Presiden Jokowi saat diwawancarai seusai peresmian Jembatan Otista Kota Bogor, Jawa Barat, Selasa (19/12/2023).(Antara/Linna Susanti)

Bogor, Aktual.com – Presiden Joko Widodo memberikan dukungan kepada Pusat Pelaporan dan Analisis Transaksi Keuangan (PPATK) untuk memantau dugaan transaksi pencucian uang yang terkait dengan dana kampanye dalam pemilihan umum (Pemilu) 2024.

Menurut laporan PPATK, terjadi peningkatan sebanyak 100 persen pada transaksi yang diduga terkait dengan tindak pidana pencucian uang dalam kampanye Pemilihan Umum (Pemilu) 2024 selama semester II 2023.

“Semua aktivitas yang bersifat ilegal lihat saja. Sesuai dengan peraturan, tentu akan ada proses hukum,” ujar Presiden saat diwawancarai usai meresmikan bangunan baru Jembatan Otista Kota Bogor, Jawa Barat, pada hari Selasa (19/12).

Presiden Joko Widodo menegaskan pentingnya agar semua pihak yang terlibat dalam pemilu 2024 mematuhi aturan yang berlaku terutama dalam hal transaksi dan kampanye.

“Semua pihak harus mematuhi aturan yang berlaku,” katanya.

Ivan Yustiavandana, Kepala Pusat Pelaporan dan Analisis Transaksi Keuangan (PPATK), menyebutkan bahwa PPATK menemukan beberapa kegiatan kampanye yang dilakukan tanpa adanya transaksi dalam Rekening Khusus Dana Kampanye (RKDK).

Ia tidak merinci nama calon legislatif atau partai yang diduga menggunakan dana dari tindak pidana untuk kampanye. Namun, PPATK telah melaporkan dugaan ini kepada Komisi Pemilihan Umum (KPU) dan Badan Pengawas Pemilu (Bawaslu).

Tindak pidana yang diduga hasilnya digunakan untuk mendanai Pemilu melibatkan berbagai kegiatan, salah satunya adalah pertambangan ilegal, dengan nilai transaksi mencapai triliunan rupiah.

Ivan menyatakan bahwa pihaknya akan terus mengawasi transaksi yang terkait dengan pemilu.
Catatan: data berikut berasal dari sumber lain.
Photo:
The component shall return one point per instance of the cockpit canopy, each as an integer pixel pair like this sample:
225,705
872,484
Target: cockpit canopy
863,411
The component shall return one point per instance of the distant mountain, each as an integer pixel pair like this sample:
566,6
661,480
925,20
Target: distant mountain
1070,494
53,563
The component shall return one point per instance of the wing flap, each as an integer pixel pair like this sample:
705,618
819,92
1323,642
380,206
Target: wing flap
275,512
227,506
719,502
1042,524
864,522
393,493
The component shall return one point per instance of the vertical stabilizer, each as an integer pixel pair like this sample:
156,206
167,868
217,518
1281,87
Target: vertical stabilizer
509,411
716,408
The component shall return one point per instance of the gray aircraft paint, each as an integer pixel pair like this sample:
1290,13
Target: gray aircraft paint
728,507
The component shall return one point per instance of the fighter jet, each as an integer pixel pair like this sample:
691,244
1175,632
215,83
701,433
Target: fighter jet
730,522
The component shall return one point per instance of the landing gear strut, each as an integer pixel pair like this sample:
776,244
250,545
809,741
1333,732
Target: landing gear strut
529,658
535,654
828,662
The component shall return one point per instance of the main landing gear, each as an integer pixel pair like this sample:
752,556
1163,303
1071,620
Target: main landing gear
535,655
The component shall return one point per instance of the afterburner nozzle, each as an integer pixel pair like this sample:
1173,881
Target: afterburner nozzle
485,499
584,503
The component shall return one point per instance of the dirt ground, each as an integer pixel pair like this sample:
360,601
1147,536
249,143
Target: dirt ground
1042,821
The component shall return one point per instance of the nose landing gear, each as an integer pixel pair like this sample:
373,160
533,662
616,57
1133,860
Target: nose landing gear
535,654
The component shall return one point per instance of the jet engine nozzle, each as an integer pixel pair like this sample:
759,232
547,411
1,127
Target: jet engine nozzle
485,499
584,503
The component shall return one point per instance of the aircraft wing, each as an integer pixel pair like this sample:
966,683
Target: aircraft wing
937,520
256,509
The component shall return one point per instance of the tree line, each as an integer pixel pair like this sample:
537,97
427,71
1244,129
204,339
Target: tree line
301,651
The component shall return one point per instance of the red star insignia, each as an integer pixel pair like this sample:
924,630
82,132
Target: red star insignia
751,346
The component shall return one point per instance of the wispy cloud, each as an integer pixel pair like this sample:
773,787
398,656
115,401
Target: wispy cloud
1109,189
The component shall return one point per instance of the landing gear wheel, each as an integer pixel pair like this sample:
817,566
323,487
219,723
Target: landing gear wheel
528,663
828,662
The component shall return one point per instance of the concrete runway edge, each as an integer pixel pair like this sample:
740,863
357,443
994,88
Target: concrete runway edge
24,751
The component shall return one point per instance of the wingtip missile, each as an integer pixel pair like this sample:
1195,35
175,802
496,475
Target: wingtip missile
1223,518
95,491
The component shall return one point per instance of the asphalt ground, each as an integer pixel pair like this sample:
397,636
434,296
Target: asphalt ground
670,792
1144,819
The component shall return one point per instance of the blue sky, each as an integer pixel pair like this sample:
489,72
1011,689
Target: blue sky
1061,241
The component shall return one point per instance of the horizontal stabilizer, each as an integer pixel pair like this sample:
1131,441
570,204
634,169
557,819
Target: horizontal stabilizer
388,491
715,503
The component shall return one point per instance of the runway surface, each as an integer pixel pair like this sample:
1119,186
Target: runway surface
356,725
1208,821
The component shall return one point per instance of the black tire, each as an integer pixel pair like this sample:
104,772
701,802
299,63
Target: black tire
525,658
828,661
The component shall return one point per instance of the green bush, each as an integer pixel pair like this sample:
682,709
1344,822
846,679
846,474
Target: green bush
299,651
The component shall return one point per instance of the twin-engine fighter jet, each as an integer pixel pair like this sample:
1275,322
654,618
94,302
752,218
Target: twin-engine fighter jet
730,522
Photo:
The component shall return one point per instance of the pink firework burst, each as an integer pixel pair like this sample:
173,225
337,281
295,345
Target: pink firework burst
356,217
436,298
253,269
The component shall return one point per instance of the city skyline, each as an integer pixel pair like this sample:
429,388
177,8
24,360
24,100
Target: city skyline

Berdasarkan data tahun 2022, sepanjang periode 2016 hingga 2021, PPATK telah melakukan 297 analisis yang melibatkan 1.315 entitas yang diduga terlibat dalam tindak pidana dengan nilai mencapai Rp38 triliun.

PPATK juga telah melakukan 11 pemeriksaan yang melibatkan 24 entitas, dengan potensi nilai transaksi yang terkait dengan tindak pidana mencapai Rp221 triliun.